第44章 腐敗したエッセンス
グー・ジンシウはグー・アーからのニュースを受け取って、口角が上がっちゃった。もう、やり始めるしかないってこと?
京都のみんなはなんか変だって感じてる。アイ・ジェは新作発表会で親戚探ししなきゃいけないのに、なんでグーはまだ動かないんだろ?今年はマジで騒がしいな!
この時点で、アイ・ジェの新作発表会まであと1日。すべてがいい感じに進んでるみたい。そりゃチウ・チンも待ちきれないよね…。
でもさ、本当にソン・ムーを狙いたいってこと?
生意気だ。
グー・ジンシウとソン・ムーはもうすでに平南館に戻ってる。アーロン家の旧邸は遠いし、そっちの平和を乱したくないから、ここで済ませることにしたんだ。
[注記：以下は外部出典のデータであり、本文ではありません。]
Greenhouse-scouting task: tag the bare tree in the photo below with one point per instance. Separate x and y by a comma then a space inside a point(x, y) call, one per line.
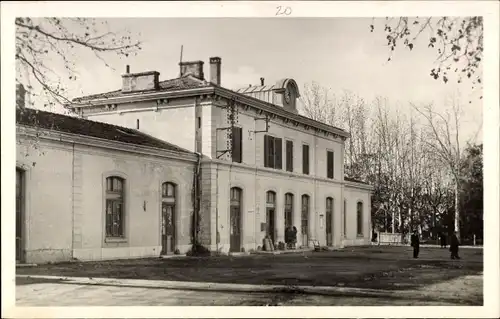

ソン・ムーはソファーに座ってテレビ見て、おやつ食べてるんだけど、頭の中はグー・ジンシウが言ってたこと考えてた。今夜、誰かが平南館に来るんだって。
グー・ジンシウは誰が来るかは言わなかったけど、招待されてない人だろうね。
夜になると、夜風が吹いてきて、胸の奥がどうしようもなくドキドキする。まるで今のソン・ムーみたいに。
書斎で、ソン・ムーはグー・ジンシウの隣に座って、目の前にある筆写用紙の山を見て、思わず顔が引きつった。「…」
誰かが来るの待ってるんじゃないの?なんで習字しなきゃいけないの?!
グー・ジンシウは、誰も逆らえないようなプレッシャーをかけて、陰門村での一件で勉強を遅らせてた。もう大人になったんだから、こういうのはちゃんとやらないと。
グー・ジンシウはビジネスの天才だから、知識にはすごく敬意を払ってる。そうでなければ、ビジネス界の古狐たちに何度もハメられることなんてなかっただろうに。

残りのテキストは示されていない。